If you have a reasonable portrait of your users, then given an anonymous query you should be able to identify the user who issued that query with a reasonable accuracy. This is useful for "privacy-aware" personalisation where we still want to offer some personalisation even without any identifying information. We can effectively frame the problem of identifying users from queries as a *text classification* problem where the queries are the inputs and the users are the class labels. 

The Bing search log data set is completely de-identified, so we don't actually have access to the information about individual users. Nevertheless, we can think of each country as a "user" (or a homogenous group of individual users) and try to understand such a "user" better. In what follows, we will use the words "country" and "user" interchangeably. 

Your task for this question is to complete the `TextClassifier` class below which has three methods:

* **`_load_data`**: It loads data from a `.tsv` file at the given `path` and returns a `pd.DataFrame` that is in the same format as the `.tsv` file (i.e., has the same column titles and order). **In this assignment, we only consider queries with a `PopularityScore` at least `min_pop_score` as "queries of interest" and countries from which at least `min_num_qs` number of "queries of interest" were issued as "users of interest".** We will only try to identify "users of interest" from "queries of interest", so other queries or users should be filtered out in your `pd.DataFrame`.
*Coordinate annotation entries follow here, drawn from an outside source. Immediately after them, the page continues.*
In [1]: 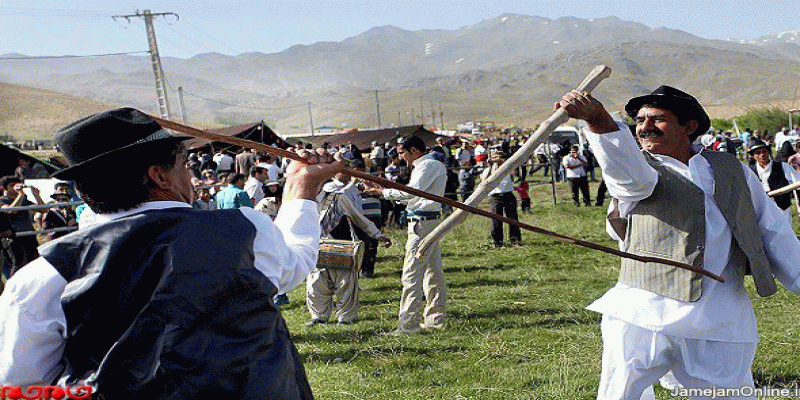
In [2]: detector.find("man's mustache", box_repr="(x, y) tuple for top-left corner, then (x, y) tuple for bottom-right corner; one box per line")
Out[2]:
(636, 128), (664, 139)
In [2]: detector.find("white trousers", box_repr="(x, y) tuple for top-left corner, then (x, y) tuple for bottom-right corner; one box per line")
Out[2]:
(597, 315), (756, 400)
(306, 269), (359, 323)
(397, 219), (447, 330)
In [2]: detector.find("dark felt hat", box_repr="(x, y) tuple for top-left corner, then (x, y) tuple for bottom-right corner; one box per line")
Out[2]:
(747, 139), (769, 154)
(625, 85), (711, 142)
(52, 108), (189, 180)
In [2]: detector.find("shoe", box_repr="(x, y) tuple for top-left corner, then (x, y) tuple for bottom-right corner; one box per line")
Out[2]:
(382, 327), (422, 337)
(272, 294), (289, 307)
(419, 322), (444, 331)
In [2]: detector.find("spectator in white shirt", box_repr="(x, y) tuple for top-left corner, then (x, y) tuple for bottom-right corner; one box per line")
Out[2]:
(555, 86), (800, 399)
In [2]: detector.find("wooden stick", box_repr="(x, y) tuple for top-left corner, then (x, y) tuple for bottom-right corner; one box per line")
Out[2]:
(417, 65), (611, 257)
(767, 182), (800, 197)
(151, 115), (725, 282)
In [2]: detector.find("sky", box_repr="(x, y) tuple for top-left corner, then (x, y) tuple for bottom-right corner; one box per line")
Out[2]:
(0, 0), (800, 61)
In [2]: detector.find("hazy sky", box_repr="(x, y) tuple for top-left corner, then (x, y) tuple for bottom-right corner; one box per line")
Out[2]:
(0, 0), (800, 58)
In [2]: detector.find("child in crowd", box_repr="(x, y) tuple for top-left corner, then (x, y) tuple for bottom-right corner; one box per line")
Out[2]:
(514, 179), (531, 213)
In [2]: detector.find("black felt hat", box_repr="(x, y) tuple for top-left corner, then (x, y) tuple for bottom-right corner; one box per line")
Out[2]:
(52, 108), (190, 180)
(625, 85), (711, 142)
(747, 139), (769, 154)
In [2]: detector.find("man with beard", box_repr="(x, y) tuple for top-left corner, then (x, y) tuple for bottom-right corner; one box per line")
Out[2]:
(555, 86), (800, 399)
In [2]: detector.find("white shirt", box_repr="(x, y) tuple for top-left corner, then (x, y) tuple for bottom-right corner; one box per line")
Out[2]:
(382, 154), (447, 212)
(266, 161), (282, 181)
(481, 163), (514, 194)
(244, 176), (264, 204)
(561, 154), (586, 178)
(324, 178), (364, 209)
(0, 200), (320, 385)
(585, 125), (800, 343)
(213, 153), (233, 171)
(456, 147), (472, 163)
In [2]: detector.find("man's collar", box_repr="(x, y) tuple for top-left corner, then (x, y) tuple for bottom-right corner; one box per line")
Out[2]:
(95, 201), (192, 223)
(411, 153), (433, 167)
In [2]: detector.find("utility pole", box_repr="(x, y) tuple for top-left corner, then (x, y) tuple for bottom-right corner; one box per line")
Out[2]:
(375, 89), (383, 127)
(439, 103), (444, 130)
(431, 101), (436, 126)
(178, 86), (186, 125)
(419, 96), (425, 126)
(111, 10), (180, 119)
(308, 101), (314, 136)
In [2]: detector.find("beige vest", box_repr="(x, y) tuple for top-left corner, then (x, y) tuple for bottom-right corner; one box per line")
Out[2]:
(609, 151), (777, 302)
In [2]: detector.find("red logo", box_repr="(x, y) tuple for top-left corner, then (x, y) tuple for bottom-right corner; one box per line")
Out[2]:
(0, 386), (93, 400)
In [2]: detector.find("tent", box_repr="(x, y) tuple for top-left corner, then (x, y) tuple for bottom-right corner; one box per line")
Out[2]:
(286, 125), (449, 151)
(186, 121), (289, 152)
(0, 143), (59, 176)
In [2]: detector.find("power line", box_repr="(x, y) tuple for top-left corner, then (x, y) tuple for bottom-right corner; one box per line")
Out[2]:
(0, 7), (111, 18)
(0, 50), (149, 60)
(183, 89), (306, 111)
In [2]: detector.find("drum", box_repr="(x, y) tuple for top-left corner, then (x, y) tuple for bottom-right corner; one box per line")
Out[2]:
(317, 238), (364, 271)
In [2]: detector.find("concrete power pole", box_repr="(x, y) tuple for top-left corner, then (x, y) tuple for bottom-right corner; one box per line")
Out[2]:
(439, 103), (444, 131)
(308, 101), (314, 136)
(178, 86), (186, 125)
(375, 89), (383, 127)
(111, 10), (180, 119)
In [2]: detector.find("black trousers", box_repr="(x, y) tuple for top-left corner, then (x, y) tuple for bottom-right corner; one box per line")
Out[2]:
(489, 192), (522, 244)
(567, 175), (592, 206)
(594, 179), (608, 207)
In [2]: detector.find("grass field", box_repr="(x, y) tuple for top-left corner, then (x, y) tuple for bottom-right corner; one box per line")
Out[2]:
(284, 176), (800, 400)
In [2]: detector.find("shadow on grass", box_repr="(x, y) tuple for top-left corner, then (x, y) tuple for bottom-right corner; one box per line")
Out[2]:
(447, 278), (520, 289)
(753, 370), (800, 388)
(303, 345), (468, 368)
(444, 264), (514, 273)
(451, 307), (601, 329)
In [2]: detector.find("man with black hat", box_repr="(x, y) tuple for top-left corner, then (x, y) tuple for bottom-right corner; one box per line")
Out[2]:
(747, 140), (800, 225)
(555, 86), (800, 399)
(0, 108), (342, 399)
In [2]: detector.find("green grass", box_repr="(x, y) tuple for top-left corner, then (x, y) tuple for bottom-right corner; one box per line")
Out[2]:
(284, 176), (800, 400)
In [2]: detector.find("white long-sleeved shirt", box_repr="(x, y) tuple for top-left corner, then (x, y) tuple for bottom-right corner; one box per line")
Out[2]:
(585, 125), (800, 343)
(481, 163), (514, 194)
(0, 200), (320, 385)
(561, 154), (586, 178)
(382, 154), (447, 212)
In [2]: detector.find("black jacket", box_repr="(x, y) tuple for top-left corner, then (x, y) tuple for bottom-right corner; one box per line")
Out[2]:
(41, 208), (312, 399)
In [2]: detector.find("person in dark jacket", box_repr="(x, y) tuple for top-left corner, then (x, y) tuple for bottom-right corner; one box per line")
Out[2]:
(0, 108), (343, 399)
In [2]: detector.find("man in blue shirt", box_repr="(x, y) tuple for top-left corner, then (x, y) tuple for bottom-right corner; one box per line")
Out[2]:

* **`fit`**: It uses data from a `.tsv` file at the given `path` as training data to fit the classifier `self.clf`, subject to the same `min_pop_score` and `min_num_qs` constraints. **You may use any official `sklearn` classifiers there are or write your own classifiers,** as long as the model stored in `self.clf` is a `BaseEstimator` and passes the `is_classifier` check (don't need to worry about this if you use an official classifier). In addition, feel free to define any auxiliary attributes in `__init__` as you see fit. 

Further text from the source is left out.